Sunday, May 12, 2013

We're all furies: The amazing first fifteen pages of Claire Messud'sThe Woman Upstairs

Fifteen pages into Claire Messud's The Woman Upstairs, and wow — I am thoroughly wowed. I love this narrator, this angry woman, forty-two years old ("which is a lot more like middle age than forty or even forty-one"), single and childless, a grade-school art teacher. She's angry, on fire, and real.

I haven't read Claire Messud before, but I've been meaning to for years, and I had my on this book for months before it was released. I don't go looking for review copies much anymore, as I still seem to get far more than I can reasonably cope with, but when I read the Publishers Weekly interview with Claire Messud, I needed to get my hands on a copy as quickly as possible, so I asked the publisher.

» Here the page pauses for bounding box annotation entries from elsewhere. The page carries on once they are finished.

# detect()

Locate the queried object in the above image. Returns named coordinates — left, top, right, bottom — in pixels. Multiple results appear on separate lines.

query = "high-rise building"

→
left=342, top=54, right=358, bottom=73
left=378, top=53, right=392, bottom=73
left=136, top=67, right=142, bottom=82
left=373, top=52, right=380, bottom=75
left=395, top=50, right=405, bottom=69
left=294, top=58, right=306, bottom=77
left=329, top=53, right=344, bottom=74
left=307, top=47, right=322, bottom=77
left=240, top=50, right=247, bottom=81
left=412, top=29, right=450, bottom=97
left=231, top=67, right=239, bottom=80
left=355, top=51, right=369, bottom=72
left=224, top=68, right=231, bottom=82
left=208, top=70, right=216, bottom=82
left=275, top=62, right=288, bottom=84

The relevant, goat-getting bit of the interview:

I wouldn't want to be friends with Nora, would you? Her outlook is almost unbearably grim.

For heaven’s sake, what kind of question is that? [...] If you’re reading to find friends, you're in deep trouble. We read to find life, in all its possibilities. The relevant question isn't "is this a potential friend for me?" but "is this character alive?"

The fury of being a woman
What strikes me from the opening pages of the novel is that Nora is genuine. Messud gets her, maybe she is her, certainly she knows women like her. It's like Messud has peered inside my head and extracted bits from the dark corners. I mean dark.

The voice, the character, is shaping up to be uncomfortably honest. In this sense, she reminds me a little of Lionel Shriver's Eva Khatchadourian (We Need to Talk About Kevin), admitting to thoughts and feelings that women aren't supposed to have.

It was supposed to say "Great Artist" on my tombstone, but if I died right now it would say "such a good teacher/daughter/friend" instead; and what I really want to shout, and want in big letters on that grave, too, is FUCK YOU ALL.

Don't all women feel the same? The only difference is how much we know we feel it, how in touch we are with our fury. We're all furies, except the ones who are too damned foolish, and my worry now is that we're brainwashing them from the cradle, and in the end even the ones who are smart will be too damned foolish.

The failure of vision
There's this bit about failure, which was truly eye-opening for me. Nora feels like she's failed, and so do I, in the sense that our current situation is measured against some once-imagined situation. Or rather, against several possible variations of a vision. Too many possibilities. Too much imagination.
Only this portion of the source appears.